Wanting to meet its warm gaze, I searched through the trees for my light. I often found myself preoccupied with the moon; my searching was as usual. I impressed even myself with how quickly I found it. A slight crane of my neck and a sidelong glance from the corner of my right eye found my moon, our moon, the moon that would always be the same for us, no matter the distance between the places we stood to look at it. Flirting with the leaves of the grim maple in the yard, it peaked and teased its way through the brush to meet my most desperate of stares.
The fog in my eyes cleared in the next instant when I found my moon clinging to a beam of metal. I traced its shape through the inverted L, through the tunnel of steel and into the dark, hard ground. And then I so wanted to be wrong about my newfound moon - its shape so perfect, its light so bright, its pull so clear. But just like me it was only the next best thing.
I found it later, finally, the real thing. Shrouded in clouds, murky with darkness, not nearly as bold as the one I'd mistaken for it. Just like my faith in you and your trust in me, the moon was waning, inch by inch, fading in strength.

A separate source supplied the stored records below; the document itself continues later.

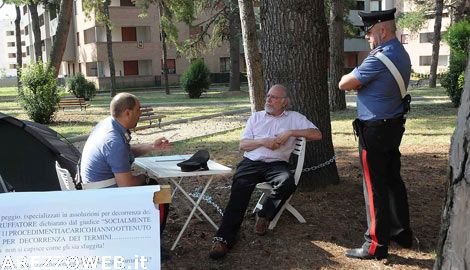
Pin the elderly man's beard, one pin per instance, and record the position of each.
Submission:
(269, 108)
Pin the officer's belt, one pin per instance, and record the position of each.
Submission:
(100, 184)
(380, 122)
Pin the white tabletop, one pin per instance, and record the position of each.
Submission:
(165, 166)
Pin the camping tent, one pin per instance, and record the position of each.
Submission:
(28, 152)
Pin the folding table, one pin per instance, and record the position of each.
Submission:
(165, 167)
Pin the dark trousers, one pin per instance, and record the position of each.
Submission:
(384, 191)
(248, 174)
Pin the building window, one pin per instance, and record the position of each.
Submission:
(52, 12)
(171, 64)
(404, 38)
(359, 5)
(131, 68)
(224, 64)
(375, 5)
(425, 60)
(92, 69)
(129, 34)
(127, 3)
(426, 37)
(195, 30)
(89, 35)
(41, 20)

In a previous heartbeat, in the breath just past, it had been full, glorious, glowing, guiding, beckoning my belief and pulling my inner tides to its center of gravity.
With each revolution that felt like a lifetime, the distance grew greater and my hope weaker. I knew better than to stare into the moon, to inspect it too closely, to believe in it too much, but it's pull had been too much to contend with: I had been helpless to fight it.
And now as it skimped away, you were just distant and I was just helpless.